Menghina Iriana Jokowi Dengan Tulisan Tak Senonoh, Pria Ini Ditangkap Polisi

Foto Mustafa Kamal Nurulah, yang ahirnya ditangkap Polisi karena menghina Iriana Jokowi (foto istimewa)

Setelah beberapa hari terahir netizen dibuat geram dengan postingan di sebuah akun jejaring sosial Faceebok, ahirnya pemilik akun tersebut, Mustafa Kamal Nurullah ditangkap polisi di kediamannya di Jl.Yusuf Kahar No. 3/b RT 2 / RW2. Tanjung Pinang, Kepulauan Riau, Kamis Malam (22/2/2018). Ia ditangkap karena menghina Iriana Jokowi dengan tulisan tak senonoh di akun Facebook miliknya.

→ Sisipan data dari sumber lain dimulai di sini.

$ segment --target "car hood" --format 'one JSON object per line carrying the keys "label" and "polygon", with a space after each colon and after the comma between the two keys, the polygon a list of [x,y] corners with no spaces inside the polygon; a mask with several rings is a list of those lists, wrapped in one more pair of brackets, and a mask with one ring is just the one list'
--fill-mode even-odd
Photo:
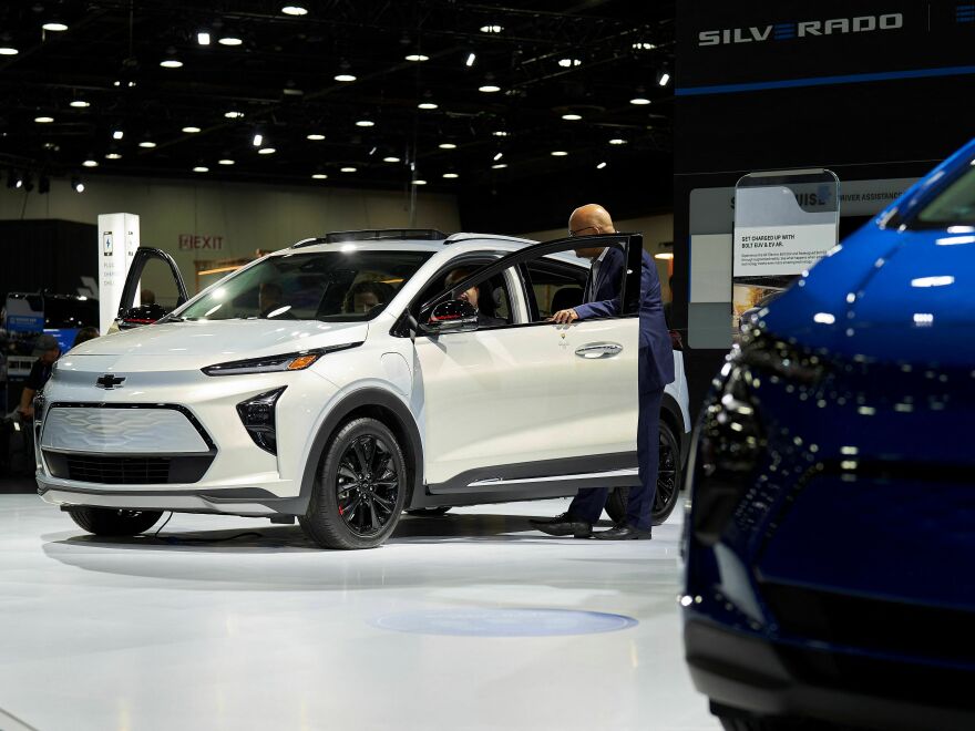
{"label": "car hood", "polygon": [[759,327],[845,358],[975,363],[975,235],[871,223],[759,315]]}
{"label": "car hood", "polygon": [[[138,368],[199,368],[216,362],[261,358],[311,348],[361,342],[365,322],[220,320],[164,322],[96,338],[65,356],[100,368],[124,360]],[[151,359],[151,363],[148,362]]]}

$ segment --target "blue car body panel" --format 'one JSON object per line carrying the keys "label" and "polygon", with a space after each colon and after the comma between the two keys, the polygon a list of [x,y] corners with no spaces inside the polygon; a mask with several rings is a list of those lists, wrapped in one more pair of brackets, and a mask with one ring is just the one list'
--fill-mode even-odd
{"label": "blue car body panel", "polygon": [[975,228],[911,225],[973,158],[760,311],[714,381],[681,604],[723,708],[975,728]]}

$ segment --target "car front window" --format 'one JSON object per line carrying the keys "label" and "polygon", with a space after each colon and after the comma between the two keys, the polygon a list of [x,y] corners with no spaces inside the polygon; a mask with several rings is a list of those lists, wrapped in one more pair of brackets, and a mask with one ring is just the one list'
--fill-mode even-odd
{"label": "car front window", "polygon": [[267,257],[175,315],[184,320],[371,320],[430,256],[352,250]]}

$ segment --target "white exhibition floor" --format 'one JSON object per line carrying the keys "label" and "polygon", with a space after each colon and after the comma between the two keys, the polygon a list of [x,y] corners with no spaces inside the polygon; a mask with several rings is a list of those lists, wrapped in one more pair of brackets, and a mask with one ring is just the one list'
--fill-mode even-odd
{"label": "white exhibition floor", "polygon": [[650,542],[528,526],[565,505],[404,516],[327,552],[201,515],[96,538],[0,495],[0,729],[718,729],[682,659],[680,511]]}

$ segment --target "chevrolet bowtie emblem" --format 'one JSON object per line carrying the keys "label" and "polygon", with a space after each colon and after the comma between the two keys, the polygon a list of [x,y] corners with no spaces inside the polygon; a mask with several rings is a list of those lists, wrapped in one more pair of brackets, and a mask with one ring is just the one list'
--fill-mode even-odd
{"label": "chevrolet bowtie emblem", "polygon": [[99,377],[99,380],[95,381],[95,385],[100,389],[114,389],[121,387],[124,382],[124,375],[112,375],[111,373],[105,373],[104,375]]}

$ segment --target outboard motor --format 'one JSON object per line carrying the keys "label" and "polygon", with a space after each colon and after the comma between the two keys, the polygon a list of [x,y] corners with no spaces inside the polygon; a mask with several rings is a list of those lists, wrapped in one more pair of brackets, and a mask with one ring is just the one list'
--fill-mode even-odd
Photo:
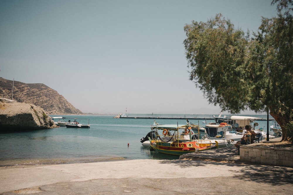
{"label": "outboard motor", "polygon": [[140,139],[140,142],[143,143],[144,141],[149,140],[149,137],[150,137],[151,139],[154,139],[156,138],[156,132],[154,131],[152,131],[149,132],[149,133],[146,134],[146,136],[145,137],[143,137]]}

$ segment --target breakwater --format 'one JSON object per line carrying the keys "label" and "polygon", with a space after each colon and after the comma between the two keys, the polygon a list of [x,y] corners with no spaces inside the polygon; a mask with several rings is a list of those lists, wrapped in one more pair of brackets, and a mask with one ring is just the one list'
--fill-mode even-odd
{"label": "breakwater", "polygon": [[[245,116],[259,118],[256,120],[266,121],[267,116],[266,115],[236,115]],[[115,117],[120,118],[152,119],[188,119],[198,120],[214,120],[214,116],[218,116],[218,115],[209,114],[121,114]],[[231,115],[222,115],[224,117],[229,117]],[[270,115],[269,116],[269,120],[272,120],[274,119]]]}

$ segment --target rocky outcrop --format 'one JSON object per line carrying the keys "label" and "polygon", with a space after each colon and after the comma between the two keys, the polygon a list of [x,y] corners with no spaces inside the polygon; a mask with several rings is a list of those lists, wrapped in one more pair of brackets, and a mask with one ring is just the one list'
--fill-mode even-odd
{"label": "rocky outcrop", "polygon": [[0,131],[22,131],[57,127],[42,108],[24,103],[0,103]]}
{"label": "rocky outcrop", "polygon": [[[0,77],[0,97],[12,99],[13,81]],[[13,100],[35,105],[48,114],[83,114],[56,91],[42,83],[14,81]]]}

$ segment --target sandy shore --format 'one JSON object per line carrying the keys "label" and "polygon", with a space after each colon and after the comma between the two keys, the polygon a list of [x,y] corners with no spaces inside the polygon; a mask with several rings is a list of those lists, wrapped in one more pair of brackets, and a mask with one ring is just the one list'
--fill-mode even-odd
{"label": "sandy shore", "polygon": [[246,194],[275,195],[293,191],[292,168],[186,160],[2,167],[0,178],[4,194],[235,194],[242,189]]}

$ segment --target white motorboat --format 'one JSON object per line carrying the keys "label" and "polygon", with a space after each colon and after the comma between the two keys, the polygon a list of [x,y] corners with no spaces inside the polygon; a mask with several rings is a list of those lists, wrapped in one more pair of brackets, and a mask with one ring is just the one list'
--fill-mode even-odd
{"label": "white motorboat", "polygon": [[87,125],[83,125],[78,122],[77,118],[74,119],[73,122],[67,123],[65,124],[67,128],[90,128],[89,119],[88,119],[88,124]]}
{"label": "white motorboat", "polygon": [[[142,143],[142,144],[143,146],[145,147],[149,147],[150,146],[150,139],[152,140],[156,138],[156,132],[153,130],[152,127],[156,125],[156,123],[154,123],[154,124],[151,126],[151,131],[149,132],[146,136],[144,137],[143,137],[140,140],[140,142]],[[157,124],[157,126],[160,125]],[[217,143],[218,147],[219,148],[227,147],[229,146],[231,144],[231,140],[229,139],[221,139],[220,138],[215,138],[212,139],[208,139],[208,137],[207,134],[205,134],[204,136],[202,137],[201,139],[199,139],[199,134],[197,134],[196,132],[197,130],[198,132],[200,131],[197,126],[194,126],[193,127],[195,129],[192,129],[189,130],[187,131],[187,130],[182,129],[182,132],[180,133],[179,135],[177,136],[177,135],[173,135],[174,136],[176,136],[178,137],[180,140],[191,140],[191,141],[196,141],[199,144],[208,144],[211,143],[212,144],[215,144]],[[195,129],[196,127],[196,129]],[[204,131],[204,130],[202,129],[200,130],[201,132],[202,132],[203,131]],[[163,139],[163,137],[161,138],[161,139]]]}
{"label": "white motorboat", "polygon": [[282,129],[281,126],[279,125],[275,120],[272,120],[270,122],[270,134],[271,135],[276,135],[277,136],[280,137],[282,135]]}

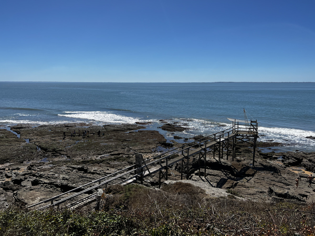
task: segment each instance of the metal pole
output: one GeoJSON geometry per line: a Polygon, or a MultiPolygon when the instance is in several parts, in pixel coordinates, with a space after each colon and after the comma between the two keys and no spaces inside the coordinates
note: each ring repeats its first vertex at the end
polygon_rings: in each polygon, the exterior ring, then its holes
{"type": "Polygon", "coordinates": [[[168,171],[169,169],[168,165],[168,159],[169,159],[168,158],[166,158],[166,166],[165,166],[165,168],[166,168],[166,176],[165,177],[165,178],[167,180],[167,176],[168,175],[168,171]]]}
{"type": "Polygon", "coordinates": [[[253,166],[255,165],[255,152],[256,151],[256,142],[257,140],[257,137],[254,138],[254,150],[253,151],[253,166]]]}
{"type": "Polygon", "coordinates": [[[199,168],[199,175],[198,176],[200,176],[200,155],[201,154],[200,152],[199,152],[199,159],[198,160],[198,168],[199,168]]]}
{"type": "Polygon", "coordinates": [[[181,166],[180,166],[180,180],[183,180],[183,159],[181,160],[181,166]]]}
{"type": "Polygon", "coordinates": [[[188,169],[189,168],[189,149],[188,148],[187,149],[187,174],[186,175],[186,179],[188,179],[188,169]]]}

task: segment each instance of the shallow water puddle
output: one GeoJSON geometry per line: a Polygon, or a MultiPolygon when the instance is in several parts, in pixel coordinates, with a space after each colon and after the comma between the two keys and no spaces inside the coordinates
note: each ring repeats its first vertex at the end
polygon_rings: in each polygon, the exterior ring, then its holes
{"type": "Polygon", "coordinates": [[[302,173],[306,174],[308,175],[309,175],[311,174],[313,174],[313,173],[312,172],[307,171],[305,169],[303,169],[303,168],[301,167],[292,167],[289,168],[289,170],[295,173],[296,173],[296,174],[299,174],[300,173],[302,173]]]}
{"type": "Polygon", "coordinates": [[[11,130],[11,127],[0,127],[0,129],[6,129],[8,131],[10,131],[11,133],[13,133],[14,134],[16,135],[16,137],[18,137],[18,138],[20,138],[20,134],[18,134],[16,132],[14,132],[13,130],[11,130]]]}

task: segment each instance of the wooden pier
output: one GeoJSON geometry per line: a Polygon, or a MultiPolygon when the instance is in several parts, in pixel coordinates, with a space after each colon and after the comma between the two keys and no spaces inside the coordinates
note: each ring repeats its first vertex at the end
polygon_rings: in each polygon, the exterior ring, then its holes
{"type": "Polygon", "coordinates": [[[167,180],[169,167],[178,163],[180,163],[181,179],[183,179],[186,170],[186,178],[188,179],[189,158],[193,156],[198,155],[199,176],[201,175],[201,167],[203,166],[204,169],[203,175],[205,177],[207,155],[212,154],[214,158],[217,153],[220,161],[223,158],[225,151],[226,159],[232,156],[233,161],[237,144],[240,142],[246,142],[253,146],[254,166],[258,137],[257,120],[251,120],[250,122],[228,119],[232,122],[232,127],[146,159],[141,154],[136,153],[135,165],[28,207],[33,208],[37,206],[38,210],[41,210],[62,205],[70,209],[75,208],[95,201],[98,198],[96,190],[99,188],[106,188],[108,184],[124,185],[138,181],[142,183],[144,178],[158,172],[160,187],[162,179],[167,180]]]}

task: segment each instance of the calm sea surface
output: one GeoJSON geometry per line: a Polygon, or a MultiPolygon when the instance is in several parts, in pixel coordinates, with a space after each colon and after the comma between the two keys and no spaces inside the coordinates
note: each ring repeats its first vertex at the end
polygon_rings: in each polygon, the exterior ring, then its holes
{"type": "MultiPolygon", "coordinates": [[[[0,82],[0,125],[84,122],[99,125],[172,119],[210,134],[226,117],[257,119],[260,141],[281,150],[315,151],[315,83],[121,83],[0,82]]],[[[166,137],[171,134],[159,131],[166,137]]],[[[174,135],[172,135],[172,136],[174,135]]]]}

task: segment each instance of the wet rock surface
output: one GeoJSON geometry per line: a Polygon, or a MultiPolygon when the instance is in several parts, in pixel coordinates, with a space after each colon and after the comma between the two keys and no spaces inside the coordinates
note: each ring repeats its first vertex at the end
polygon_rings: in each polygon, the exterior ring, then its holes
{"type": "MultiPolygon", "coordinates": [[[[158,131],[144,128],[137,125],[100,126],[83,124],[11,127],[20,135],[19,138],[9,131],[0,129],[1,207],[14,203],[29,205],[130,166],[135,164],[135,152],[142,154],[145,159],[182,145],[175,140],[167,143],[158,131]],[[74,130],[77,134],[71,139],[74,130]],[[85,130],[89,131],[89,137],[82,137],[85,130]],[[99,130],[100,136],[93,135],[99,130]]],[[[174,136],[175,139],[178,137],[174,136]]],[[[274,143],[260,143],[259,147],[276,146],[274,143]]],[[[214,197],[233,194],[256,201],[313,200],[315,192],[307,187],[306,178],[315,172],[315,153],[264,153],[257,147],[253,166],[252,151],[248,144],[238,143],[233,160],[230,156],[226,160],[226,150],[224,158],[220,160],[216,153],[214,158],[212,152],[208,153],[206,178],[203,158],[199,172],[198,156],[192,157],[189,180],[185,181],[201,186],[214,197]],[[296,178],[300,181],[297,189],[296,178]]],[[[178,163],[169,168],[169,181],[180,179],[180,165],[178,163]]],[[[186,166],[182,169],[186,179],[186,166]]],[[[156,187],[158,180],[158,173],[145,179],[143,183],[156,187]]]]}

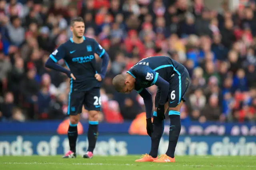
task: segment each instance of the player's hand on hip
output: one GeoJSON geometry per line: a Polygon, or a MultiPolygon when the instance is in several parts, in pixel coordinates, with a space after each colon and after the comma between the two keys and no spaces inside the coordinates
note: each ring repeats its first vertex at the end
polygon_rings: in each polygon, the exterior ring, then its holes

Tak hanya di faceebook, Mustafa Kamal Nurulah juga memposting finahan dan hinaan kepada Presiden RI Joko Widodo dengan ujaran kebencian bernada Rasis dan mengatakan Jokowi sebagai antek PKI.

Kepala Subdirektorat I Direktorat Tindak Pidana Siber Bareskrim Komisaris Besar Irwan Anwar, menyebutkan pelaku menyebarkan ujaran kebencian dan melakukan penghinaan terhadap kepala negara dan ibu negara dengan kata-kata yang tidak sangat tidak pantas.

“Mustafa Kamal Nurullah memposting di Twitter yang menyebutkan (Jokowi) warga keturunan China, selain itu juga memposting penghinaan kepala negara, seolah kepala negara saat ini anak keturunan anggota PKI. Selain itu, pelaku menghina Ibu Iriana Jokowi dengan gambar pornografi disebelahnya,” kata Irwan di Bareskrim Polri, Tanah Abang, Jakarta Pusat, Jumat (23/2/2018) malam.

Mayoritas pengguna facebook dan twitter mengeluarkan kecaman dan kegeramanya terhadap Mustafa Kamal. Pasalnya unggahan Mustafa tersebut oleh sebagian besar netizen dianggap sebagai postingan yang melampaui batas.

Selain terjerat dalam kasus ujaran kebencian, Mustafa Kamal Nuruah juga disebutmelanggar UU tentang Pornografi karena mengunggah ilustrasi gambar porno yang disandingkan dengan foto Iriana.

“Yang bersangkutan juga kami dapat jerat dengan pasal-pasal pornografi karena memposting gambar-gambar porno di samping ibu negara,” papar Irwan.

Atas perbuatanya tersebut, Mustafa dijerat dengan pasal pasal 16 Jo pasal 4 huruf b angka 1 Undang-Undang Nomor 40 Tahun 2008 tentang Penghapusan Diskriminasi Ras dan Etnis dan/atau pasal 45A ayat (2) Jo pasal 28 ayat (2) Undang-Undang Nomor 19 Tahun 2016 tentang Perubahan Atas Undang-Undang Nomor 11 Tahun 2008 tentang Informasi dan Transaksi Elektronik tentang SARA dengan ancaman hukuman di atas 5 tahun.